Permintaan fee terjadi dalam proses pencairan termin kedua proyek pembangunan pura pada Oktober–November 2024. Lokasi penyerahan uang dilakukan di areal parkir utara Komplek Kantor Pemerintah Kabupaten Badung, Sempidi. Saat itu, petugas Direktorat Reserse Kriminal Khusus (Ditreskrimsus) Polda Bali telah memantau pergerakan dan akhirnya menangkap Ketut Luki dengan barang bukti uang tunai Rp20 juta di saku celana.

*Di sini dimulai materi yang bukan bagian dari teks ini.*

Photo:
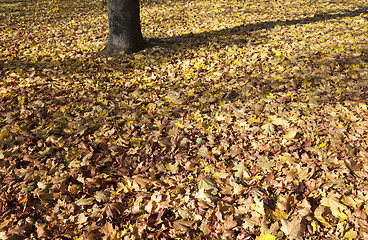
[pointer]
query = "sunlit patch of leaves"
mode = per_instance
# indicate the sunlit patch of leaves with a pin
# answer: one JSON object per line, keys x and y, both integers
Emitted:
{"x": 248, "y": 120}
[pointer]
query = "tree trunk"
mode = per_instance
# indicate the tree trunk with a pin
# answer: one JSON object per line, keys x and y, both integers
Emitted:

Ketut Luki menggunakan jabatannya untuk menahan proses pencairan dana proyek sebagai alat tekan agar kontraktor memenuhi permintaan pribadinya. Ia meminta Rp20 juta kepada direktur perusahaan, Kadek Dodi Stiawan, dengan dalih kebutuhan pribadi untuk membangun rumah. Meski kontraktor telah memenuhi syarat pencairan, pembayaran ditunda sampai permintaan fee dikabulkan. Tindakan ini masuk dalam kategori penyalahgunaan kekuasaan dengan memaksa orang lain menyerahkan uang yang bukan menjadi haknya.

Perkara ini mulai disidangkan di Pengadilan Tipikor Denpasar pada 10 Februari 2025, dan melalui beberapa tahapan persidangan hingga agenda tuntutan pada 9 April 2025. Jaksa Penuntut Umum (JPU) I Made Eddy Setiawan menuntut hukuman empat tahun penjara dan denda Rp200 juta, yang kemudian diakomodasi oleh majelis hakim yang diketuai Putu Gede Novyartha bersama dua hakim anggota. Ketut Luki sendiri menyatakan belum menerima putusan dan akan mempertimbangkan untuk mengajukan banding dalam kurun waktu satu minggu ke depan.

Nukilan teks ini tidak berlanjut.